I repeat what I said in my first post. The limit of a root (if it exists) is equal to the root of the limit. The roots are distracting you from the real problem, which is finding the limit of the rational fraction if it exists. How to solve the real problem depends on whether DrPhil's guess about what the problem says is correct or not. You need to reread his and my original posts.

If you are still stuck after reading them, please come back and show us what you have tried.

 

[gadav478]

Thanks, I appreciate the help.

By the way, I apologize if it looks as if I ignored your posts, JeffM and DrPhil. I did not. I was just anxious to show my work clearly and use the code so you can SEE what I did. My original question was not concerning a CORRECT method, my question was concerning why the method I used was wrong. In fact, my professor referenced a method for getting the answer totally different than the one you too have referenced.

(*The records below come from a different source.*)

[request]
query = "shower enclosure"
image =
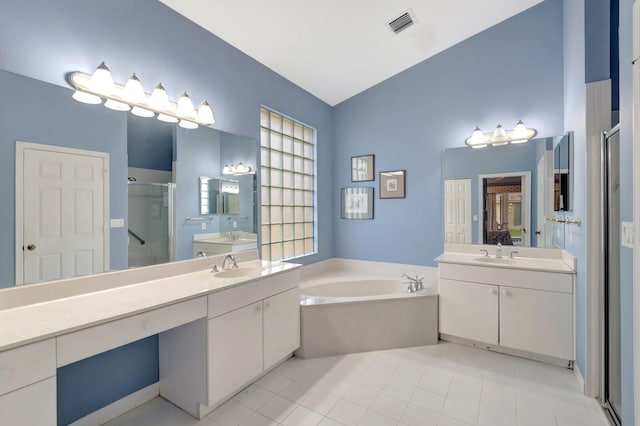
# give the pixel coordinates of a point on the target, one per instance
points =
(612, 386)
(151, 223)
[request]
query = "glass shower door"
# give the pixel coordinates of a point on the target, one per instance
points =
(150, 223)
(612, 347)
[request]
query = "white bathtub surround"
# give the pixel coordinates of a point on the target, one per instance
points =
(522, 305)
(352, 306)
(445, 384)
(50, 325)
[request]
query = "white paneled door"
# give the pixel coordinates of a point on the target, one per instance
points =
(61, 230)
(457, 211)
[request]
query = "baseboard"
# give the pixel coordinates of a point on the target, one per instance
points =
(119, 407)
(579, 378)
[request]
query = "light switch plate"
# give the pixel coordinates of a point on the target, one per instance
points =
(627, 234)
(117, 223)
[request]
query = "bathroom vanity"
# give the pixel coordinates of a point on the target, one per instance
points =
(217, 332)
(522, 305)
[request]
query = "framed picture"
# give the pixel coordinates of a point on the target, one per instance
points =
(392, 184)
(362, 168)
(357, 203)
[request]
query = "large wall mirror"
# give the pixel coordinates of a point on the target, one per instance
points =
(148, 189)
(505, 194)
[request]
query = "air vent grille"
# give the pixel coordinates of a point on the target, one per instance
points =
(401, 23)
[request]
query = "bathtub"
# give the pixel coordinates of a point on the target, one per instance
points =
(346, 307)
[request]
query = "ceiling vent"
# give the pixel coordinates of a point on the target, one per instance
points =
(402, 22)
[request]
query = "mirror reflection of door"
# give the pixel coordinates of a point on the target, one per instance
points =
(504, 206)
(62, 232)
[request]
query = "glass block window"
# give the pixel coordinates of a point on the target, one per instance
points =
(287, 187)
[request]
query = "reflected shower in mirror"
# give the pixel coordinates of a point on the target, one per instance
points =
(144, 149)
(473, 215)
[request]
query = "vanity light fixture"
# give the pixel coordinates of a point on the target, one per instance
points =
(500, 136)
(239, 170)
(93, 88)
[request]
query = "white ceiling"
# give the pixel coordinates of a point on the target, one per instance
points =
(335, 49)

Again, thanks for the help.

 

[HallsofIvy]

The simplest way to get the limit for this problem is to note that the numerator has degree 1 while the denominator has degree 2. For very large x, this will be approximately \(\displaystyle \sqrt[4]{\frac{1}{x}}\) and it should be obvious that, because the "x" is in the denominator, this goes to 0 as x goes to infinity.

 

[JeffM]

Thanks, I appreciate the help.

By the way, I apologize if it looks as if I ignored your posts, JeffM and DrPhil. I did not. I was just anxious to show my work clearly and use the code so you can SEE what I did. My original question was not concerning a CORRECT method, my question was concerning why the method I used was wrong. In fact, my professor referenced a method for getting the answer totally different than the one you too have referenced.

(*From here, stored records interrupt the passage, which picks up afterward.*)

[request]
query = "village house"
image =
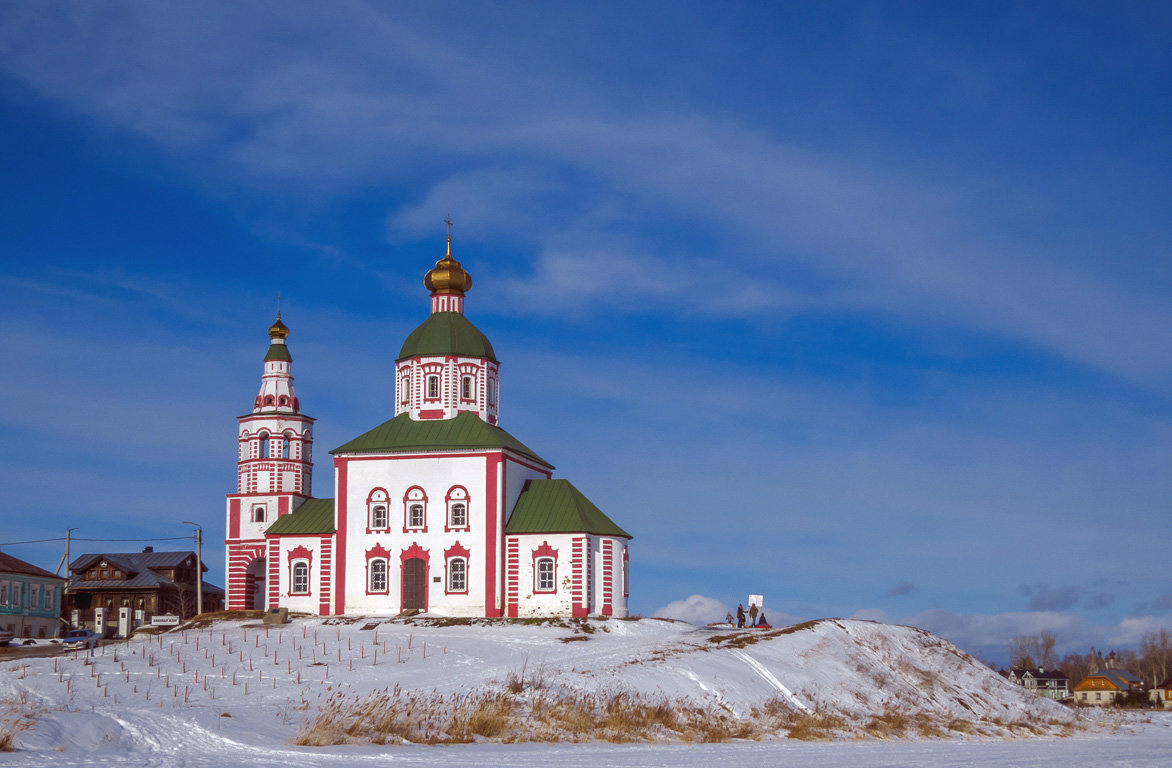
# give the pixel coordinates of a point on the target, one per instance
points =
(116, 592)
(1162, 694)
(1050, 684)
(1103, 687)
(29, 599)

Again, thanks for the help.

Although I doubt the original poster will be back to look at this thread, his question deserves an answer. To avoid all issues of complex numbers

\(\displaystyle Given\ n \in \mathbb N,\ n \ge 2,\ \sqrt[n]{a} \in \mathbb R,\ \sqrt[n]{b} \in \mathbb R,\ and\ a + b > 0 < ab.\)

\(\displaystyle Let\ c = \sqrt[n]{b * \dfrac{1}{a}} \implies c > 0\ and\ c^n = \dfrac{b}{a} \implies b = ac^n \implies \sqrt[n]{b} = \sqrt[n]{ac^n} = c\sqrt[n]{a} \implies \sqrt[n]{a} + \sqrt[n]{b} = \sqrt[n]{a} + c\sqrt[n]{a} = (1 + c)\sqrt[n]{a}\implies \)

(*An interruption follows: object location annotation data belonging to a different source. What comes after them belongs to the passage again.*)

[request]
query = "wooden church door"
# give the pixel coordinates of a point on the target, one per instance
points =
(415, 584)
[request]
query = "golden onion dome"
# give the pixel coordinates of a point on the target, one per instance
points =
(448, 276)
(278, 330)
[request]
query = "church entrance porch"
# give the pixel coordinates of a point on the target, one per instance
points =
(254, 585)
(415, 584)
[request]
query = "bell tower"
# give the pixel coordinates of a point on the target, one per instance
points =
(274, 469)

\(\displaystyle \displaystyle \left(\sqrt[n]{a} + \sqrt[n]{b}\right)^n = \left\{(1 + c)\sqrt[n]{a}\right\}^n = a(1 + c)^n = a * \sum_{i=0}^n\left\{\dbinom{n}{i} * 1^{(n-i)} * c^i\right\} = a\left(1^n + c^n +\sum_{i=1}^{n-1}\left\{\dbinom{n}{i} * c^i\right\}\right) = a + b + a\left(\sum_{i=1}^{n-1}\left\{\dbinom{n}{i} * c^i\right\}\right).\)

\(\displaystyle \displaystyle But\ a\left(\sum_{i=1}^{n-1}\left\{\dbinom{n}{i} * c^i\right\}\right) > 0 \implies \left(\sqrt[n]{a} + \sqrt[n]{b}\right)^n \ne a + b \implies \sqrt[n]{a} + \sqrt[n]{b} \ne \sqrt[n]{a + b}.\)

 

[gadav478]

The simplest way to get the limit for this problem is to note that the numerator has degree 1 while the denominator has degree 2. For very large x, this will be approximately \(\displaystyle \sqrt[4]{\frac{1}{x}}\) and it should be obvious that, because the "x" is in the denominator, this goes to 0 as x goes to infinity.

Thanks so much, this make more sense then dividing through by x^2...